Roman Frontier Studies 2009
N Hodgson, P Bidwell, and J Schachtmann (eds)
Review by: Matthew Symonds
Every three years students and scholars of Roman frontiers gather to discuss the latest discoveries and thoughts. A lasting memento of these meetings is usually issued a few years later in the form of a hefty tome containing papers presented at the event. One gap that was beginning to make itself felt was the volume covering the 2009 congress, held in Britain at Newcastle. Its arrival is therefore most welcome, and presents an opportunity to digest at leisure papers that range as widely as the frontiers themselves.

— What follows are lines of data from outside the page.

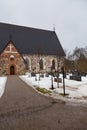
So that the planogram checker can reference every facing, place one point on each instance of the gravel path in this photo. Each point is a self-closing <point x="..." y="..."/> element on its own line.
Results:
<point x="22" y="108"/>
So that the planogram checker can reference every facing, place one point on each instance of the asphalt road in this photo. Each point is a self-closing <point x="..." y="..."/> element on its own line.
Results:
<point x="22" y="108"/>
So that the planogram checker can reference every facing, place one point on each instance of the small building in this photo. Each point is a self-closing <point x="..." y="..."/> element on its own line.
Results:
<point x="25" y="49"/>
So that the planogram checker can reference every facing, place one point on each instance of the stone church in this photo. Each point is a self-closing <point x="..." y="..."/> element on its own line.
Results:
<point x="25" y="49"/>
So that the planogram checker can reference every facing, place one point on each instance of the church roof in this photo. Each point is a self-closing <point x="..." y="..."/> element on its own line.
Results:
<point x="30" y="40"/>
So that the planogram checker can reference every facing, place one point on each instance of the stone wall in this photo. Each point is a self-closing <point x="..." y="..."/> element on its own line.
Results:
<point x="34" y="62"/>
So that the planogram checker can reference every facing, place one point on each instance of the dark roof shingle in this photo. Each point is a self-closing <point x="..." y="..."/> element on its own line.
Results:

Although the volume contains contributions in German and French, the vast majority are in English. The coverage tackles aspects of discrete geographical regions, such as ‘The Eastern and North African Frontiers’, and themes like ‘Camps’ and that perennial favourite ‘Roman roads’. As is to be expected from zones characterised by the presence of copious quantities of soldiers, there are plenty of opportunities to immerse yourself in military hardware. A wider perspective is taken by sections examining ‘Women and Families in the Roman Army’, ‘Death and Commemoration’, and that vast expanse beyond the Roman world: ‘Barbaricum’. The result is a highly satisfying compendium. An introduction explains the reason for the delay in publication, while a selection of photographs faithfully captures the convivial nature of the congress.